April 2022 – Ib Kamara is appointed as Art and Image Director of Off-White

Ib Kamara
 

Taylor Hill/Getty Images

Following Abloh’s untimely death, Off-White took six months to decide who would fill Off-White’s vacant creative director position. That role ended up going to Dazed editor-in-chief and celebrity stylist Ib Kamara, who had previously worked with Abloh as a stylist and image consultant.

“In the wake of Virgil’s tragic passing we have been working tirelessly to keep his legacy alive and the brand relevant as a point of reference and platform in constant evolution,” Off-White’s chief executive Andrea Grilli told Business of Fashion following the news of Kamara’s appointment. “Having Ibrahim on board, who has been part of the Off-White family for years styling our shows, to oversee art and creative of the brand in this next chapter is a great honor.”

To date, Kamara has designed seven collections with the brand.
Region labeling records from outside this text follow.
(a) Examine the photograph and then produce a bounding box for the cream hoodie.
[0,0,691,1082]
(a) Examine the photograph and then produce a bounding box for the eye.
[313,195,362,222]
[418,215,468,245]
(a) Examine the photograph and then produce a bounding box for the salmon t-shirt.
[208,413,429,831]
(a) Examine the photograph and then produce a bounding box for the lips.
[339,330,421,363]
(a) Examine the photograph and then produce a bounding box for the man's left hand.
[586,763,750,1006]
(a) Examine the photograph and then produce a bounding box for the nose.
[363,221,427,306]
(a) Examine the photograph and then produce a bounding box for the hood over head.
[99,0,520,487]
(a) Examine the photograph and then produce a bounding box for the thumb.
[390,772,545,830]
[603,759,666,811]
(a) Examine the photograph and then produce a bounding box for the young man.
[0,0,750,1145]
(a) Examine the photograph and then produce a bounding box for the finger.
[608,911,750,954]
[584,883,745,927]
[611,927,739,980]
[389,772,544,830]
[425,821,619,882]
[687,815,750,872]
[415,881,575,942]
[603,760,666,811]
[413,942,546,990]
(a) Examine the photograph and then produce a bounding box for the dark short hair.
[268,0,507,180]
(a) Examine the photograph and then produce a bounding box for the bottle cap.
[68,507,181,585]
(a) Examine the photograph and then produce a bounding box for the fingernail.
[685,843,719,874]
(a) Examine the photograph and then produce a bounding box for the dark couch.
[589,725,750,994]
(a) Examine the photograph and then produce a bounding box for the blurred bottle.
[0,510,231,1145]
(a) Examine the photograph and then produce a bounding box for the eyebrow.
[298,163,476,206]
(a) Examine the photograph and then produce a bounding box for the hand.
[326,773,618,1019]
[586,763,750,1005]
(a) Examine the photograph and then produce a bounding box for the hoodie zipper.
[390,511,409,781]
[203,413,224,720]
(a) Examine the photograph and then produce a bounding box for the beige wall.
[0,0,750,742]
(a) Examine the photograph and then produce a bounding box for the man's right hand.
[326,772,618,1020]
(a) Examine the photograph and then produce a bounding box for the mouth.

His work has been met with lukewarm reception.

September 2024 – Off-White debuts at New York Fashion Week

Off-White NYFW

More than a decade after its inception, Off-White presented its first show at New York Fashion Week for the Spring/Summer 2025 season. The “Duty Free” show took place on basketball courts at the Brooklyn Bridge Park pier. Deep v-necks, large exposed pockets that flapped off of pants, and an orange/brown/tan camouflage pattern were some of the major design elements utilized throughout the 41-look presentation. Brand recognition brought out big names like Lil Durk and Camila Cabello to sit front row. Rapper NLE Choppa walked in the show wearing a sheer hooded top covered in red sequins. But ultimately, the show and collection lacked a lot of the unique identity and storytelling elements that Abloh had cultivated at Off-White.

September 2024 – LVMH sells Off-White to Bluestar Alliance LLC

In July of this year, LVMH reported a 14% drop in net profits over the first half of 2024. The fall in revenue comes amid China’s conservative spending on luxury since its double-digit spike in 2023 post Covid lockdowns. China also happens to be one of Off-White’s strongest markets since the brand’s founding. It should come as no surprise, then, that LVMH decided to hand the brand off to another corporation. However, the announcement of the sale—the terms of which were undisclosed just like the Farfetch acquisition—was criticized for being ill-timed. Fans online were not shy of expressing their disappointment at LVMH’s decision not only to sell Off-White, but to announce it on Abloh’s birthday.

As of the time of publishing, Ib Kamara still holds his role as Off-White’s creative director post the Bluestar Alliance sale.